It feels “just obvious” because it’s been engineered into you.

Grounding

Whiting & Watts (PNAS 2024) treat common sense as agreement plus accurate belief that others agree (joint consensus you can see coming). At scale (2,046 raters, 4,407 claims), collective agreement beyond plain physical facts and school basics clusters in small groups on narrow slices of reality. Source: A framework for quantifying individual and collective common sense.

Claim

We only accept truth as a meme

… so it never hits the amygdala hard enough to fight for it.

The brain doesn’t care about “truth.” It cares about keeping its model of the world intact. Anything that threatens that model feels like danger.
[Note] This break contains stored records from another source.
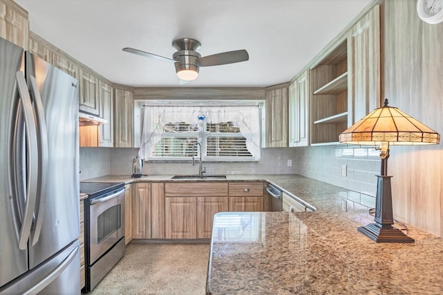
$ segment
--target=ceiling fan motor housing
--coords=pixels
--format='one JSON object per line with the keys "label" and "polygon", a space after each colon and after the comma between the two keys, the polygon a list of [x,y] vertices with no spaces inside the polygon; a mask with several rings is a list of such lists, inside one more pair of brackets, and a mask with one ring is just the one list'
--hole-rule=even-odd
{"label": "ceiling fan motor housing", "polygon": [[175,71],[178,73],[183,70],[192,70],[199,72],[199,57],[200,54],[192,51],[181,50],[172,55],[176,62]]}
{"label": "ceiling fan motor housing", "polygon": [[201,46],[197,40],[190,38],[178,39],[172,42],[177,51],[172,55],[176,61],[175,71],[190,70],[199,72],[199,58],[201,56],[196,51]]}

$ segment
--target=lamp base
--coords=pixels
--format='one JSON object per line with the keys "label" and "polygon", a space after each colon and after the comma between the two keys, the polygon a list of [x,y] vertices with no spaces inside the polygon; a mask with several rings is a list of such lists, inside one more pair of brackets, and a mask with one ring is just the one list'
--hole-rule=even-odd
{"label": "lamp base", "polygon": [[392,226],[379,227],[374,223],[370,223],[359,227],[358,229],[359,232],[377,243],[413,243],[415,242],[414,239]]}

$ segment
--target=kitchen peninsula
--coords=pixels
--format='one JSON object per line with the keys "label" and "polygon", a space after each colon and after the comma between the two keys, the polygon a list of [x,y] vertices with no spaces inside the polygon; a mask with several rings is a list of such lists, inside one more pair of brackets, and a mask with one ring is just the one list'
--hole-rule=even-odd
{"label": "kitchen peninsula", "polygon": [[[192,181],[156,175],[91,181]],[[441,294],[443,240],[408,226],[414,244],[375,243],[357,231],[372,217],[354,192],[298,175],[227,175],[266,181],[316,208],[313,213],[215,215],[206,292],[222,294]],[[223,181],[216,180],[215,181]],[[235,222],[241,227],[235,228]],[[233,224],[234,224],[233,226]],[[395,224],[397,226],[397,224]]]}

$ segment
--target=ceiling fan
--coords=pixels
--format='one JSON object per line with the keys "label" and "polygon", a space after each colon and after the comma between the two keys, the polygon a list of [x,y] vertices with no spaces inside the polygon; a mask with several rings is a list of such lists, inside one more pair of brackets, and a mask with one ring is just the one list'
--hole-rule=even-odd
{"label": "ceiling fan", "polygon": [[177,51],[172,55],[172,58],[165,57],[130,47],[125,47],[122,50],[138,55],[172,62],[175,64],[177,75],[180,80],[185,81],[195,80],[199,75],[200,66],[219,66],[249,60],[249,55],[244,49],[201,57],[200,53],[197,52],[201,46],[200,42],[195,39],[178,39],[172,42],[172,47]]}

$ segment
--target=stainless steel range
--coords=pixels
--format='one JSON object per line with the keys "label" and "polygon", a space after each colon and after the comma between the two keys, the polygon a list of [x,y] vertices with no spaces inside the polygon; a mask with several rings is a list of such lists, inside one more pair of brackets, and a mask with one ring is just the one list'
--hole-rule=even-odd
{"label": "stainless steel range", "polygon": [[84,202],[86,291],[125,256],[125,184],[81,182]]}

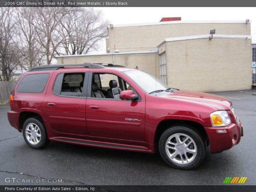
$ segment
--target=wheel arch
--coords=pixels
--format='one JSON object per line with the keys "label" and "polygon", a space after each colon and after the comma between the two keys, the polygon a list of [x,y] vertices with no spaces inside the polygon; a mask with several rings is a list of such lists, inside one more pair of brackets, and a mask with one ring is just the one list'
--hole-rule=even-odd
{"label": "wheel arch", "polygon": [[188,120],[164,119],[159,123],[155,132],[154,145],[156,151],[158,150],[159,140],[163,133],[170,126],[176,125],[185,126],[192,129],[200,135],[206,142],[207,146],[209,145],[208,136],[205,129],[204,126],[199,123]]}
{"label": "wheel arch", "polygon": [[20,130],[22,130],[23,124],[25,121],[28,118],[31,117],[38,120],[44,126],[43,118],[39,114],[29,111],[22,111],[20,113],[19,118],[19,124]]}

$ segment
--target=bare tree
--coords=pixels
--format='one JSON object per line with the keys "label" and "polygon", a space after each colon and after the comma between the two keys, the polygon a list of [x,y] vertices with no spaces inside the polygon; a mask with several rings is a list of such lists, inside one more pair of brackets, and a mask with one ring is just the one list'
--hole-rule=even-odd
{"label": "bare tree", "polygon": [[42,45],[39,43],[36,32],[34,13],[36,8],[17,8],[15,10],[17,16],[17,35],[19,37],[19,51],[25,58],[25,65],[21,66],[26,68],[42,64],[44,56],[42,52]]}
{"label": "bare tree", "polygon": [[[108,36],[108,20],[103,18],[101,10],[93,8],[68,8],[69,14],[61,21],[63,40],[60,47],[67,55],[86,54],[97,50],[99,43]],[[61,49],[57,53],[61,54]]]}
{"label": "bare tree", "polygon": [[21,60],[15,41],[15,26],[13,9],[0,7],[0,81],[12,80],[13,70]]}
{"label": "bare tree", "polygon": [[55,58],[56,50],[62,41],[61,21],[68,13],[65,9],[64,7],[38,7],[34,12],[33,25],[48,65]]}

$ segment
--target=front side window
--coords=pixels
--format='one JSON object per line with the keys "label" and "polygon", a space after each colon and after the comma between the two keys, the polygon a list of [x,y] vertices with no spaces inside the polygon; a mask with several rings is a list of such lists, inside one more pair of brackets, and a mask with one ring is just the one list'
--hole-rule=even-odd
{"label": "front side window", "polygon": [[120,94],[122,91],[132,89],[124,80],[116,75],[94,73],[92,80],[91,97],[120,99]]}
{"label": "front side window", "polygon": [[17,92],[41,93],[44,89],[49,76],[49,73],[28,75],[21,80],[17,88]]}
{"label": "front side window", "polygon": [[84,73],[68,73],[59,74],[55,80],[53,92],[61,95],[85,96],[84,94]]}

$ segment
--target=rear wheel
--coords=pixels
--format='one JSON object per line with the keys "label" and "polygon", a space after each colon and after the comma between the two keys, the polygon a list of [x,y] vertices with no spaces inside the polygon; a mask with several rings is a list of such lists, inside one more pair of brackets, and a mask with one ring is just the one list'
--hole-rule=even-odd
{"label": "rear wheel", "polygon": [[25,121],[23,124],[22,134],[27,143],[32,148],[43,148],[49,142],[44,126],[35,118],[29,118]]}
{"label": "rear wheel", "polygon": [[159,141],[161,156],[174,168],[191,169],[198,166],[205,156],[205,142],[199,133],[185,126],[170,127]]}

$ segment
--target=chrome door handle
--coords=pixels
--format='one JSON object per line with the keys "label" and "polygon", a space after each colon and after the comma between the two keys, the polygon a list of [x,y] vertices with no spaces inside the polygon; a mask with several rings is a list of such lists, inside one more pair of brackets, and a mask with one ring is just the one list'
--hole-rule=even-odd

So we downgrade truth into memes. We turn destabilising facts into jokes, clips, and hot takes. That makes them easy to look at and easy to ignore.

Grounding

Powers and LaBar (2018) propose a taxonomy of psychological distancing, a neurocognitive model of how distance regulates emotion, and a supporting meta-analysis.

Source: Regulating emotion through distancing (PMC)

Claim

Real communication isn’t just about words; it’s about shared context, practice, and experience. We only truly “sync” meanings with others when we share genuine time and experiences, not through superficial activities. Without this, even the same words can mean different things to different people.

Grounding

Shared reality is the sense that you and another person experience the world the same way, not only agreeing on facts, but feeling aligned on what is real and what matters. Epistemic companions are the close others you learn and think with; Rossignac-Milon & Higgins (2018) show how shared feelings, practices, and identity in those relationships build that alignment over time. Source: Epistemic companions: shared reality development in close relationships (PDF).